Saí de casa, aos doze anos de idade, foi um marco na minha vida. Ainda mais pela transição da escola. Assim, cursei todo o 6°ano do Ensino Fundamental em escola particular na cidade de Morada Nova, e no final do ano com a promessa que iria me comportar retornei para o meu pedacinho de céu, onde conclui o Ensino Fundamental II.

No primeiro ano do Ensino Médio (2003), tive que retornar à cidade, pois no meu pedacinho de chão não esta etapa da Educação Básica. Assim, ia toda noite para a escola de pau de arara e retornava por volta de meia noite para casa. As recordações mais presentes são do carro que quebrava e inúmeras vezes chegava em casa quase de manhã, rezando para chover e tomar um banho no frio. E o pior é chovia e fazia muito frio.

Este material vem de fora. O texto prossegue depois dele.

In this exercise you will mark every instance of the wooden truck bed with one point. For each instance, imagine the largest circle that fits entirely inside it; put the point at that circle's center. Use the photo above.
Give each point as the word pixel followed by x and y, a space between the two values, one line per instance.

Já não aguentando tanto sofrimento, no terceiro ano fui morar na cidade e estudar no turno da manhã. Lembro-me de uma situação engraçada, eu ficava sempre numa carteira próxima a uma janela da sala no segundo andar da escola. Fazia isso para ver quando meu pai passava no carro e saia desesperada para ir para a minha roça, nas sextas feiras, temendo passar o final de semana inteiro naquela selva, chamada cidade.

Tínhamos uma professora de História que era muito estranha e imprevisível em relação as nossas notas. Assim, certa vez quando ela saiu da sala, fui ver minhas notas no diário dela, e também achava estranho porque ela nunca me chamava pelo meu nome. Encontrei no meu número de chamada (15) a seguinte descrição: menina da janela.